Certification in Medical Coding
Bachelor's Degree in Health Information Management

Job description

Purpose:
Responsible for reviewing medical records for Hierarchical Condition Category (HCC) diagnosis codes for focused claims reviews and government audits. Performs auditing functions including monitoring, and coding of HCC diagnosis codes. Reviews medical record documentation, to ensure the HCC diagnosis code(s) are supported within audit year, utilizing AHA Coding clinics, ICD-10-CM Coding Guidelines, and government regulations. Participates in government audits. Assists with the on boarding, and training of new team members. Provides audit and coding related support to the internal Risk Adjustment Department.

Responsibilities:
  • Utilize standard coding guidelines, coding clinics, and government regulations and protocols to verify the appropriate ICD-10-CMS diagnosis code(s) are correctly assigned by internal or external providers, vendors or staff.
  • Ensuring the member's Hierarchical Condition Categories (HCC) are supported within the member medical records for the specified audit period or review time frame.
  • Participate in government Risk Adjustment Data Validation audits (RADV) conducting research of internal systems verifying member HCC(s) selected for audit meet ICD-10-CM, AHA coding clinics and government regulations, protocols and submission criteria.
  • Understanding of Medicare and Affordable Care Act RADV audits, protocols, guidelines, record submission, audit tools and websites.
  • Assign accurate principal and secondary diagnoses and procedures by thoroughly reviewing all documentation in the member's medical records, utilizing knowledge of anatomy, physiology, medical terminology and pathology.

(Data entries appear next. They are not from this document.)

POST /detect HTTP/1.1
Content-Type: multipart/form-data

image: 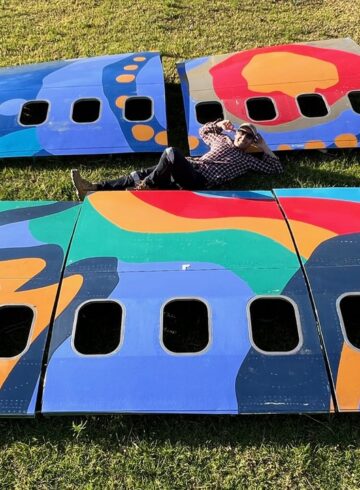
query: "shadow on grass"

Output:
[0,414,360,450]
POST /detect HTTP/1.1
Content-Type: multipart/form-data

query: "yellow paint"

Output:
[335,133,358,148]
[0,274,83,389]
[131,124,155,141]
[336,343,360,410]
[304,140,326,150]
[289,219,337,259]
[242,52,339,97]
[116,75,135,83]
[88,192,294,253]
[155,131,168,146]
[115,95,128,109]
[188,136,200,150]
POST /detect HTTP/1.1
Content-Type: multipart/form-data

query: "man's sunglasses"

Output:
[237,129,255,141]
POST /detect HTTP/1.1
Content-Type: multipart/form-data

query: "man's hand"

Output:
[216,119,235,131]
[255,133,277,158]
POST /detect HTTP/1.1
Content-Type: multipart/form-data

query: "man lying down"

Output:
[71,119,283,200]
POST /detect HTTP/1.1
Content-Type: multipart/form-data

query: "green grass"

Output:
[0,0,360,489]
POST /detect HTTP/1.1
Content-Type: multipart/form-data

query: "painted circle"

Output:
[155,131,168,146]
[116,75,135,83]
[335,133,358,148]
[188,136,199,150]
[115,95,128,109]
[131,124,155,141]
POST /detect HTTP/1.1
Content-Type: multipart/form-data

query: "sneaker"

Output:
[135,179,151,191]
[71,168,97,201]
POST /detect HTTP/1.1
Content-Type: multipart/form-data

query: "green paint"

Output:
[68,203,299,294]
[29,206,80,253]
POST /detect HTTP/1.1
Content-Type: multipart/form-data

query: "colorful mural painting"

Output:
[0,201,81,416]
[275,188,360,411]
[178,39,360,156]
[0,52,167,157]
[42,191,332,414]
[0,188,360,416]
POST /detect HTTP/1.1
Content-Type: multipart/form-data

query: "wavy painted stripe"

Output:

  • Review the discharge summary, history and physical, physician progress notes, consultation reports, radiology, laboratory, pathology, operative records, emergency room record to accurately assign a diagnosis and / or procedure.
  • Review diagnosis codes submitted by internal/external coders/reviewers and corresponding medical record documentation to ensure the recommended diagnosis code and meets governmental agency requirements for submission.

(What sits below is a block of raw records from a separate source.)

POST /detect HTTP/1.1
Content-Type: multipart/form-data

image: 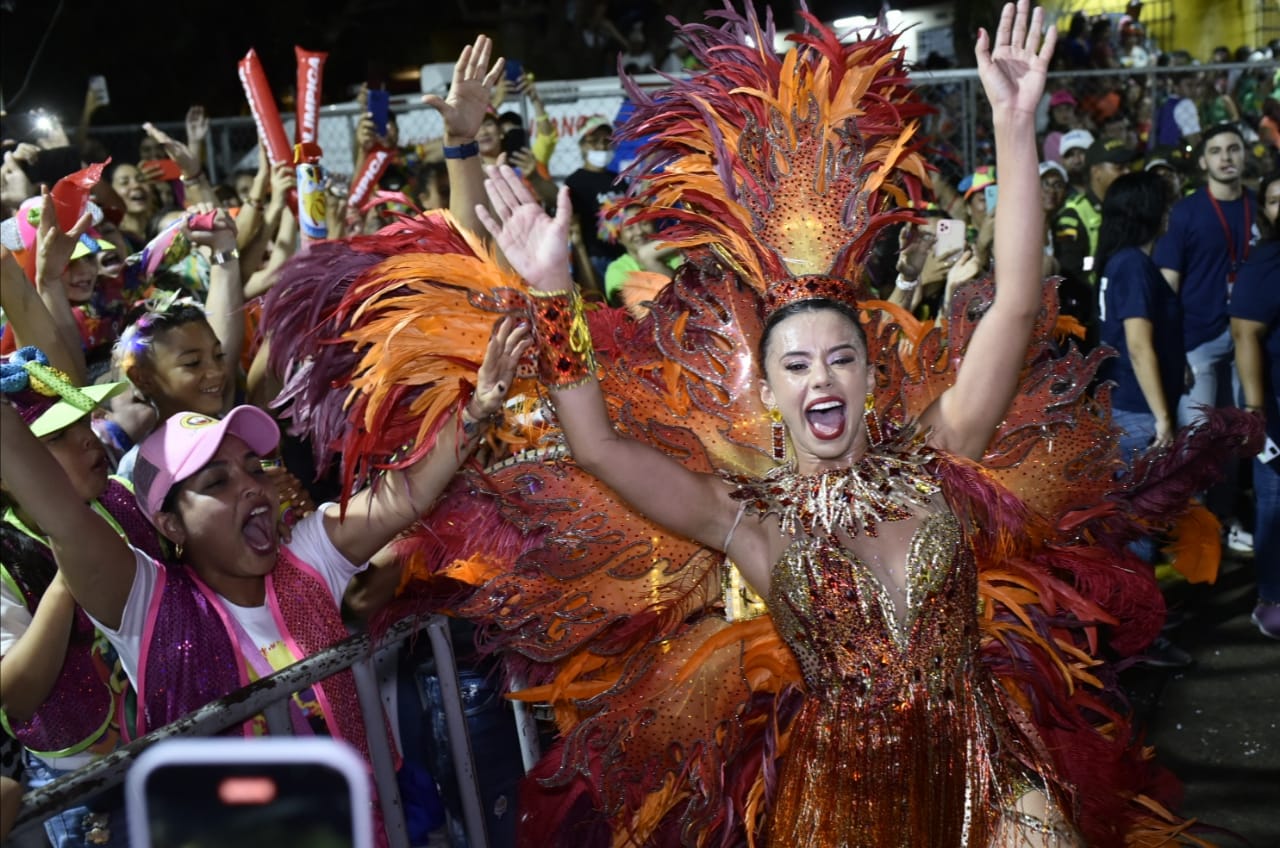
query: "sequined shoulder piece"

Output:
[731,432,942,537]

  • Identify error trends to determine appropriate training needs and suggest modification to policies and procedures.
  • Completion of special projects including focused claims diagnosis codes and/or coding related audit support.
  • Assists Team Lead and/or Manager with research, resolution and response of audit errors, vendor questions, and software implementation/development.
  • Provide training to new Quality Team Members.
  • Maintain or exceed designated quality and production goals. Maintain employee/insured confidentiality.